Growth inhibition of human colorectal-carcinoma cells by interleukin-4 and expression of functional interleukin-4 receptors

Abstract

The growth‐inhibitory effect of interleukin‐4 (IL‐4) was investigated in a panel of 7 human colorectal‐carcinoma cell lines. In 5 cell lines (HT29, WiDr, LS41 IN, LS513, LS1034) a dosedependent reduction of proliferation was documented. At 100 U/ml, IL‐4 inhibited thymidine incorporation between 45 and 75% and MTT conversion (26 to 41%). The ability of LS513 and WiDr cells to form colonies after IL‐4 treatment was reduced by 85 and 62% respectively. LS513 was the most sensitive cell line, with IL‐4 inducing half‐maximal inhibition at 5 to 6 U/ml. The inhibitory effect of IL‐4 was completely neutralized by anti‐IL‐4 antibodies. Northern‐blot analysis revealed the presence of IL‐4‐receptor (IL‐4R) mRNA in all cell lines.
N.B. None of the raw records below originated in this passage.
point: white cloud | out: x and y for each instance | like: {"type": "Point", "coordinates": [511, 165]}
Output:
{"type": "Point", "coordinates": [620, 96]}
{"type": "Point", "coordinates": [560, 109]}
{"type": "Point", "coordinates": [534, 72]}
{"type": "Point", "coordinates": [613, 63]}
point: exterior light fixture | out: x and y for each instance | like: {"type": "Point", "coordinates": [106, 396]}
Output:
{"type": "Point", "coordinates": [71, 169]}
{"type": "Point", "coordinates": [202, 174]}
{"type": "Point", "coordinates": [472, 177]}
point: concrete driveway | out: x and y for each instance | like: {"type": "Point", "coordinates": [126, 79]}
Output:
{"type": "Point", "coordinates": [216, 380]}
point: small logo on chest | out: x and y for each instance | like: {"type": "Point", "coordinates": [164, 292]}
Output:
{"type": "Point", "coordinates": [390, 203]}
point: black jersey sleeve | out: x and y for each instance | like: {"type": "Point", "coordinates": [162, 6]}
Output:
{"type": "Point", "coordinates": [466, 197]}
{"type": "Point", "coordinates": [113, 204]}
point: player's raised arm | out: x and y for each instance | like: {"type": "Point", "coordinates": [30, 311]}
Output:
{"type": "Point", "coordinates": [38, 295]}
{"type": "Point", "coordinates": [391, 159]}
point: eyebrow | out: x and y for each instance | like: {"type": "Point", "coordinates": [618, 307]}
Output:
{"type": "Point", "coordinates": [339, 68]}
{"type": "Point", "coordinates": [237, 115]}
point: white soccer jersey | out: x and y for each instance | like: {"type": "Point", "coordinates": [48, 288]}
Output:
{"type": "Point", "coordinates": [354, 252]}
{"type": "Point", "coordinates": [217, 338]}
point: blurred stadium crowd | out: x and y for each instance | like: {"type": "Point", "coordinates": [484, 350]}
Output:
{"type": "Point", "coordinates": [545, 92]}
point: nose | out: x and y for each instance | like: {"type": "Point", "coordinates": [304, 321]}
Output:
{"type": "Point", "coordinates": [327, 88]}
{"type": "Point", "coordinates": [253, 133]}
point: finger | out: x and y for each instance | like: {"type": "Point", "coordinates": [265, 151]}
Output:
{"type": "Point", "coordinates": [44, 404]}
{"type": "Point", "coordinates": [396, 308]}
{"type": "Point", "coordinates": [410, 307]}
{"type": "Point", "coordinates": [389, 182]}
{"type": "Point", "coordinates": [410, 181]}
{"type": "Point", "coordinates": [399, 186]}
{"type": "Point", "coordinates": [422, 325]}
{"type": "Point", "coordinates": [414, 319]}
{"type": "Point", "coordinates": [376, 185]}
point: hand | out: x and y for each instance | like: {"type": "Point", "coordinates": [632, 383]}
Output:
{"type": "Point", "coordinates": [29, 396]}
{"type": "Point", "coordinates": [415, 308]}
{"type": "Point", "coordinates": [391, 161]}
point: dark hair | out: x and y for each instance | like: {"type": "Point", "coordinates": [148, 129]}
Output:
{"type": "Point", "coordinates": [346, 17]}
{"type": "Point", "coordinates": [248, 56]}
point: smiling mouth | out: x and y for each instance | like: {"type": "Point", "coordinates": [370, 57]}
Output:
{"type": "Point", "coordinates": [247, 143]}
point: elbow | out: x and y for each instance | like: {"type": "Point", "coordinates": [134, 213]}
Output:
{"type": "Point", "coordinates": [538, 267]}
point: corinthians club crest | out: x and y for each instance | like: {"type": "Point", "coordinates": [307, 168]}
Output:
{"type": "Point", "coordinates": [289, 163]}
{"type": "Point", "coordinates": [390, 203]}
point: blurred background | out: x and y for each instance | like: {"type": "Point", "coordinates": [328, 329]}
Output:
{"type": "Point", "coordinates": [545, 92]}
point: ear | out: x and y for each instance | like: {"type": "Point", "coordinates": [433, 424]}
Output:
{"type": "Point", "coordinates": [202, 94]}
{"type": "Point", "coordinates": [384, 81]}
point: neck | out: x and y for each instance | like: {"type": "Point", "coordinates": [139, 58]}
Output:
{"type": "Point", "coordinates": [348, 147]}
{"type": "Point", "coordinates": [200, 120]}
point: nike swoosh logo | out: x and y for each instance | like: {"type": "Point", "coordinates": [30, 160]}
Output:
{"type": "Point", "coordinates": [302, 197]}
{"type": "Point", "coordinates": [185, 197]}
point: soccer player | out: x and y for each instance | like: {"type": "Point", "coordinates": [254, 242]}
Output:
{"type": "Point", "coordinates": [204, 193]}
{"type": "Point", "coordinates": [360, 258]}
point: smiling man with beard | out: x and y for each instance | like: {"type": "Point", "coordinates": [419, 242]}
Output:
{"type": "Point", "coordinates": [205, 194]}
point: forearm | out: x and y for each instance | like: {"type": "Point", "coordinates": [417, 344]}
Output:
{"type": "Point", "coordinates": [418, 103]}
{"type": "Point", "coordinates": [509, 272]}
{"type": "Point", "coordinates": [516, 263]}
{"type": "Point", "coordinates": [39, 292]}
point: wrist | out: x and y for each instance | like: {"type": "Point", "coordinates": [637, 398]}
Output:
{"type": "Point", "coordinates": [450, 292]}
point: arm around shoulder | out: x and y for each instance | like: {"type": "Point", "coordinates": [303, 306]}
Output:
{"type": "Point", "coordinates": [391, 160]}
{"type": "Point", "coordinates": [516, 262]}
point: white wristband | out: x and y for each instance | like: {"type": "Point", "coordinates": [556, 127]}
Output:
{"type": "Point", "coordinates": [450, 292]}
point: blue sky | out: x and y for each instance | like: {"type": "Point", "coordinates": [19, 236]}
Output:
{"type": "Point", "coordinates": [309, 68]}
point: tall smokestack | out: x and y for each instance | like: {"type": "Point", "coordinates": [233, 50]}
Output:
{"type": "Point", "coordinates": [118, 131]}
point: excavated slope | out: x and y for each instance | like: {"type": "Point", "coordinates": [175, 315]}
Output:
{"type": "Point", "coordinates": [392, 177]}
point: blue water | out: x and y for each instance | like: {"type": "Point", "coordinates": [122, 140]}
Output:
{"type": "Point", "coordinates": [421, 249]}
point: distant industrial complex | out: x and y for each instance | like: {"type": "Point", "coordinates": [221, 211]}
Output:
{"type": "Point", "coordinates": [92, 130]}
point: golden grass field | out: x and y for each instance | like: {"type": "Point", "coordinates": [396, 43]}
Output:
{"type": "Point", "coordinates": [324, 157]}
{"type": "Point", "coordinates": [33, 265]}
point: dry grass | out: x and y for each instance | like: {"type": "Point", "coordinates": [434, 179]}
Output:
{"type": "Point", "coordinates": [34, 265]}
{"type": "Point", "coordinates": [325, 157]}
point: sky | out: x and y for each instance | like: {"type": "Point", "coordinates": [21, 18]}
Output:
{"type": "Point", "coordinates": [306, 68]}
The membrane expression of the 130‐kDa IL‐4R was assessed by FACS, utilizing an anti‐IL‐4R monoclonal antibody and was confirmed by biotinylated IL‐4 binding. Our results attribute an important role for IL‐4 as a negative regulator of colorectal‐carcinoma cell growth, thus indicating a possible avenue for intervention in this disease. © 1994 Wiley‐Liss, Inc.